At the last follow-up, the mean estimated glomerular filtration rate (eGFR) was significantly lower than at the time of BKVN diagnosis (18.3 ± 9.2 vs. 32.8 ± 20.6 mL/min/1.73 m²). Five patients (3.8%) lost their graft function at the time of BKVN diagnosis, and an additional 13 patients (9.8%) lost their graft during the follow-up period. The 1-, 3-, and 5-year graft survival rates after BKVN diagnosis were 99.2%, 90.7%, and 85.7%, respectively. Higher pathologic stages of BKVN were associated with lower allograft survival rates.

Evolution of BK Viruria and Viremia

During the follow-up period, BK viruria became negative in 19.5% of patients, and BK viremia became negative in 90.2% of patients. The median time for the viral load to decrease by more than 90% was 2.5 months in urine and 2.8 months in plasma. The median time for plasma viral load to become negative was 4.0 months. Patients with persistent BK viruria and viremia had similar graft outcomes to those without persistent viral loads, suggesting that persistent viruria alone may not significantly impact graft function.

Rejection and Graft Outcomes

Eight patients (6.0%) developed acute rejection after reducing immunosuppression for BKVN management. At the last follow-up, the eGFR was significantly lower in patients with subsequent rejection than in those without (21.6 ± 9.8 vs. 33.5 ± 20.9 mL/min/1.73 m²). However, graft loss rates were similar between the two groups, indicating that while rejection negatively impacts graft function, it may not significantly increase the risk of graft loss in this cohort.

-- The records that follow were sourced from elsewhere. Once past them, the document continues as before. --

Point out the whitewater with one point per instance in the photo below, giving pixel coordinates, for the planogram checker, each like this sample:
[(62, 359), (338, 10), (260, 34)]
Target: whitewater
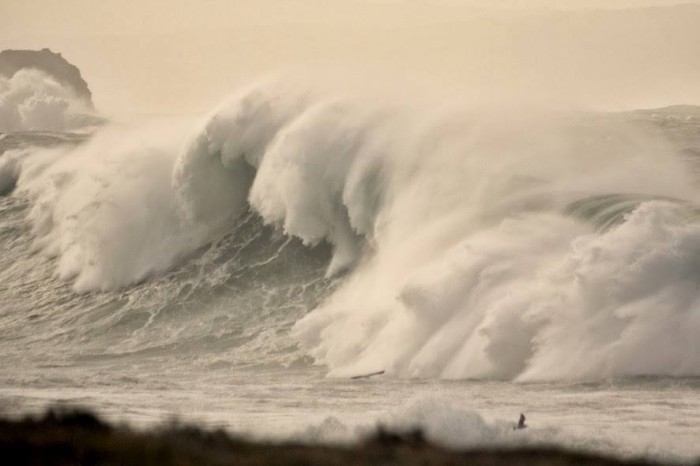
[(238, 269)]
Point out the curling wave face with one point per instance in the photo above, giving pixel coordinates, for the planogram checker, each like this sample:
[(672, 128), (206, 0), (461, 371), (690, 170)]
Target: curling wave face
[(467, 242)]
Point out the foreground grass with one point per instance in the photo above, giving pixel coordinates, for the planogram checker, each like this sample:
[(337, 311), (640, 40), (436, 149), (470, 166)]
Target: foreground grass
[(78, 437)]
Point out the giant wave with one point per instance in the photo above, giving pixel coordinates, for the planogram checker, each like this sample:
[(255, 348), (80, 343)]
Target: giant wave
[(468, 242)]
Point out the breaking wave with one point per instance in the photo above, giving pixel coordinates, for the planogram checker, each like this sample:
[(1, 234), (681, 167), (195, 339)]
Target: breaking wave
[(31, 100), (505, 243)]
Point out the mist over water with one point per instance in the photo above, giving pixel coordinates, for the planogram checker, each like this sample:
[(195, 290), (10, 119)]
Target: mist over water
[(301, 225)]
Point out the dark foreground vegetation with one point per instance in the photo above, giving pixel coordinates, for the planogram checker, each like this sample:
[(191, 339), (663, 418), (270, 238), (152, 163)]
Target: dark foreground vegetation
[(77, 437)]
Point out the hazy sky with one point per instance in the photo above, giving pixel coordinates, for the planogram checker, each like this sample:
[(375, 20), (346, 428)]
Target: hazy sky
[(149, 56)]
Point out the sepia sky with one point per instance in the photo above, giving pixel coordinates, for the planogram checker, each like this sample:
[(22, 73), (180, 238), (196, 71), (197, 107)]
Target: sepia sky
[(141, 56)]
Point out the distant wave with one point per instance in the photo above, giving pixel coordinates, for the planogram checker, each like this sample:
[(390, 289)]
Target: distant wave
[(502, 243), (31, 100)]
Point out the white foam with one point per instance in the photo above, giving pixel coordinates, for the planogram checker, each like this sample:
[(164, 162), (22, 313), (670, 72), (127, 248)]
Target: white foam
[(31, 100), (463, 261)]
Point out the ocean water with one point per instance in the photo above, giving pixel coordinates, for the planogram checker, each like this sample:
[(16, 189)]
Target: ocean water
[(237, 270)]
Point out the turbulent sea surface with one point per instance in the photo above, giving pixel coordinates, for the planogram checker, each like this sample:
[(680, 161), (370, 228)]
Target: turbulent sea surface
[(238, 270)]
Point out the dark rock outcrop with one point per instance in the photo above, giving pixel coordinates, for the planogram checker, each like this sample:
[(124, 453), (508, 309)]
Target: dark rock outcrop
[(50, 63)]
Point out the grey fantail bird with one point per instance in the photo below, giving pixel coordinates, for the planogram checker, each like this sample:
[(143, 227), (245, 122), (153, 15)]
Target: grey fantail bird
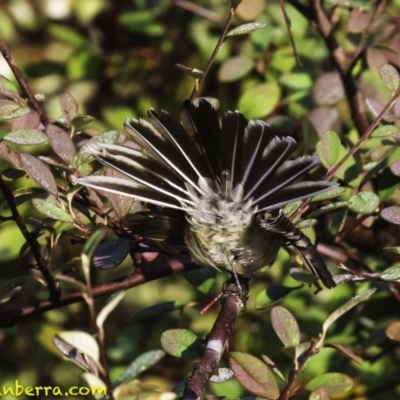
[(221, 187)]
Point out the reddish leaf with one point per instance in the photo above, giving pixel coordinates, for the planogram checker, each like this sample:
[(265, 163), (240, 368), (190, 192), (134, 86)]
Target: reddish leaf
[(61, 143)]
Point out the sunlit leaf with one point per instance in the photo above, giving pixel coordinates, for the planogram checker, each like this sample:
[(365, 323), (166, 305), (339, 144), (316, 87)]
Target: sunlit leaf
[(181, 343), (391, 274), (39, 172), (390, 77), (51, 211), (10, 294), (246, 28), (254, 375), (140, 364), (343, 309), (285, 326), (222, 375), (26, 137), (385, 130), (393, 331), (156, 310), (61, 143), (333, 383), (260, 100), (344, 350), (328, 149), (391, 214), (81, 341), (235, 68), (364, 203), (69, 106)]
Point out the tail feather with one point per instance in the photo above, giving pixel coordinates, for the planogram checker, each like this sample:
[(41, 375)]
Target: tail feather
[(291, 193), (273, 156)]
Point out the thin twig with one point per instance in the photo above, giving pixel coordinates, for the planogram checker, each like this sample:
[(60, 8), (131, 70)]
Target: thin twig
[(218, 46), (23, 84), (151, 272), (216, 340)]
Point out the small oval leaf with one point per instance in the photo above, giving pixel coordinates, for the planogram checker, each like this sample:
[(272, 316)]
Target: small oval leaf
[(333, 383), (391, 274), (390, 77), (391, 214), (26, 137), (285, 326), (110, 253), (385, 130), (61, 143), (39, 172), (51, 211), (139, 365), (260, 100), (364, 203), (246, 28), (254, 375), (393, 331), (181, 343)]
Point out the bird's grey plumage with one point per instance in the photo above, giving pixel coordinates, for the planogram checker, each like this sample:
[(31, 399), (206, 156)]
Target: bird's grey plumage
[(230, 183)]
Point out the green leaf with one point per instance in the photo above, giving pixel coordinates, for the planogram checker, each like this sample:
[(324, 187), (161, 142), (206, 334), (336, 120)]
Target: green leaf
[(51, 211), (285, 326), (69, 106), (391, 214), (364, 203), (108, 137), (391, 274), (390, 77), (393, 331), (260, 100), (254, 375), (139, 365), (181, 343), (333, 383), (385, 130), (39, 172), (81, 341), (222, 375), (328, 149), (61, 143), (329, 208), (235, 68), (342, 310), (81, 120), (156, 310), (26, 137), (113, 302), (110, 253), (246, 28)]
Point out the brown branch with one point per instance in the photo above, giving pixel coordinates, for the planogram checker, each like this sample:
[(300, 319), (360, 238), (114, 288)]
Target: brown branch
[(23, 84), (148, 273), (218, 46), (42, 265), (216, 340)]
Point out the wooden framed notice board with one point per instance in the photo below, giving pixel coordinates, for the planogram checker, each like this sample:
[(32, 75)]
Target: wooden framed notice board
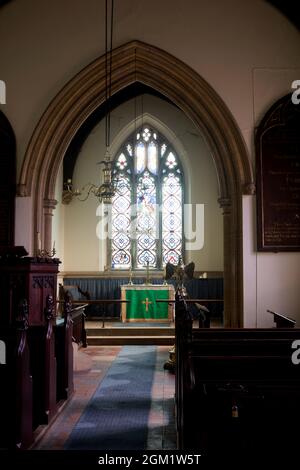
[(277, 142)]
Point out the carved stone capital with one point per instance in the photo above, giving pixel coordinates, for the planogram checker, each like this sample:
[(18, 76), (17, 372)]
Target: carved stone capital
[(225, 204), (250, 189), (22, 190), (49, 205)]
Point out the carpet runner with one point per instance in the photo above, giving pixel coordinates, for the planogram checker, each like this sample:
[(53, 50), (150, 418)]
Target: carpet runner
[(116, 418)]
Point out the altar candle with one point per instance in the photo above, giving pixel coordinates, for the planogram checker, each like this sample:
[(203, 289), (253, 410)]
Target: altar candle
[(39, 241)]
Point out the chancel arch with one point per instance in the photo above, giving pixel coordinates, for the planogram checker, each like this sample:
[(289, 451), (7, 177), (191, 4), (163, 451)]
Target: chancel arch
[(7, 182), (180, 84)]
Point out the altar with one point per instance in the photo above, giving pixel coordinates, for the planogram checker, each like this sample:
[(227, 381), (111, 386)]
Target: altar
[(142, 304)]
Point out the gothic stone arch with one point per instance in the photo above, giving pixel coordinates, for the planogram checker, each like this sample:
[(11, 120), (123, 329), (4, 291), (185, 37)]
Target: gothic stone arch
[(156, 68)]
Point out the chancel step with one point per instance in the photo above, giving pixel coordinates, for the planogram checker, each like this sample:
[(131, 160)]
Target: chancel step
[(131, 340), (135, 331), (129, 333)]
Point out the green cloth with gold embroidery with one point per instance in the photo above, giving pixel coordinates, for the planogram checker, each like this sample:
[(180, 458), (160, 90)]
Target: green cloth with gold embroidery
[(143, 305)]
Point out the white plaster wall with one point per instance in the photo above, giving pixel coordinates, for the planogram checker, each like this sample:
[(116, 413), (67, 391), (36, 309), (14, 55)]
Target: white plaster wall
[(271, 280), (200, 182)]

Pathologic Progression and Repeat Biopsies

Repeat biopsies were performed in 65 patients (48.9%) to evaluate the evolution of pathologic damage. SV40-T antigen staining remained positive in 40 patients and became negative in 20 patients. Patients with negative SV40-T antigen staining had significantly lower eGFR, urine viral loads, and plasma viral loads compared to those with persistent BK involvement. The degree of SV40-T antigen staining decreased over time, but interstitial fibrosis and tubular atrophy increased, highlighting the progressive nature of renal scarring in BKVN.

Discussion

This study underscores the importance of early diagnosis and management of BKVN in renal transplant recipients. The findings suggest that higher pathologic stages of BKVN at diagnosis correlate with worse graft outcomes, emphasizing the need for timely intervention. Reduction of immunosuppression was effective in clearing BK viremia but not viruria, indicating that persistent viruria may not significantly impact graft function. However, patients with persistent BK involvement in tissue had worse outcomes, highlighting the need for close monitoring and repeat biopsies to assess disease progression.

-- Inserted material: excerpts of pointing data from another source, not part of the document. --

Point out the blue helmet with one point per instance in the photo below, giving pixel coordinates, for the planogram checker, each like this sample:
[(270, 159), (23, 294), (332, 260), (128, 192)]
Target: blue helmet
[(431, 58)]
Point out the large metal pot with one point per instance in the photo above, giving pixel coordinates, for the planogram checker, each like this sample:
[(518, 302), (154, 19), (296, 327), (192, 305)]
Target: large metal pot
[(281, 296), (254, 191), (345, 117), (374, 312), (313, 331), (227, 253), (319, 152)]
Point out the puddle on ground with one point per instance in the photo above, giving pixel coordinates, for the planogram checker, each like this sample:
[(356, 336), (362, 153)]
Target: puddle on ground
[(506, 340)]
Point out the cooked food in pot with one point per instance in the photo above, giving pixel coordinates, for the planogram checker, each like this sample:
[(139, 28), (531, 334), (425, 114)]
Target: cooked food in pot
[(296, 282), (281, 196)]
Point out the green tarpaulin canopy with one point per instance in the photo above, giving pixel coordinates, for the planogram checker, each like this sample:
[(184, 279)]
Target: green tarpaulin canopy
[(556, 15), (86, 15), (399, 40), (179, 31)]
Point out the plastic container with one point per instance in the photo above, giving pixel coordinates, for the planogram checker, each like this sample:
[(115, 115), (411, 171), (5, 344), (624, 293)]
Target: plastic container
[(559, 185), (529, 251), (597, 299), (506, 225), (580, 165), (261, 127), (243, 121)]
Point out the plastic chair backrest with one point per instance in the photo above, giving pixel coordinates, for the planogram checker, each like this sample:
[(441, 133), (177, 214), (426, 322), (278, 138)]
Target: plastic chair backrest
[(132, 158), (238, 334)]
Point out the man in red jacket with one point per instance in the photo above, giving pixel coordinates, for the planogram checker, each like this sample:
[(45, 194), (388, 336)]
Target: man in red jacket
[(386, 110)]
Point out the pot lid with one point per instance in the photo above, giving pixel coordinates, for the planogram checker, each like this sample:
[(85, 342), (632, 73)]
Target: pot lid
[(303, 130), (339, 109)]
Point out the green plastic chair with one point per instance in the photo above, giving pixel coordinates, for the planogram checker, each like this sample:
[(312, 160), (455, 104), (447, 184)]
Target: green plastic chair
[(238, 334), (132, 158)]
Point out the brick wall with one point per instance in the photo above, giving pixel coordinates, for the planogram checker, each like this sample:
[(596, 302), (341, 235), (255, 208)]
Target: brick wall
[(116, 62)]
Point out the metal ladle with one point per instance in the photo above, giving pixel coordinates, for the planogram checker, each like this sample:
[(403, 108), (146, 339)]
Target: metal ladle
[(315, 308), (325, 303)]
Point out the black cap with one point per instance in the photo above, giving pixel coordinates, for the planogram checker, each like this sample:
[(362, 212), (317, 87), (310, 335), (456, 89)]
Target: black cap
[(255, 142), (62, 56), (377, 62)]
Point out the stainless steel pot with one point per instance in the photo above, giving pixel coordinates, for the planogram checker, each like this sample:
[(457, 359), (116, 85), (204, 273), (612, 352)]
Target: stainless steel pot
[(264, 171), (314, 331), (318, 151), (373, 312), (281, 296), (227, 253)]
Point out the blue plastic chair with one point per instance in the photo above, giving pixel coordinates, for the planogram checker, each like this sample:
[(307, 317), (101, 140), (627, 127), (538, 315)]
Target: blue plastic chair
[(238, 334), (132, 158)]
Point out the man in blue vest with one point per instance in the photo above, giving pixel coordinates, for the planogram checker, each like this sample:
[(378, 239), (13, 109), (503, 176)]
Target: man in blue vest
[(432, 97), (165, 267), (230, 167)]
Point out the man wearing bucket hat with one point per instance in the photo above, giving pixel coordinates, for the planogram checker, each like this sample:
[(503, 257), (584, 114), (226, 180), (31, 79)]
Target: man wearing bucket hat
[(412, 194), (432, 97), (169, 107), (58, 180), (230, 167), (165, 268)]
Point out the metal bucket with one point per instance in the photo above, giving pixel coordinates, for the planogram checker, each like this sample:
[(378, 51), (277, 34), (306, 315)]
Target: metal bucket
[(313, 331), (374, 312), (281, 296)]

The study also highlights the challenges of managing secondary rejection after BKVN. While the incidence of rejection in this cohort was lower than previously reported, patients with subsequent rejection had significantly lower eGFR, underscoring the importance of balancing immunosuppression reduction with the risk of rejection. The progressive nature of renal scarring observed in repeat biopsies further emphasizes the need for strategies to inhibit renal sclerosis and delay graft function deterioration.

Conclusion

In conclusion, this 10-year analysis of 133 renal transplant recipients with BKVN provides valuable insights into the prognosis and management of this challenging condition. The study highlights the importance of early diagnosis, careful reduction of immunosuppression, and close monitoring of graft function and viral loads. Persistent histologic infection and secondary rejection are key factors associated with poor outcomes, underscoring the need for individualized treatment strategies to optimize graft survival in patients with BKVN.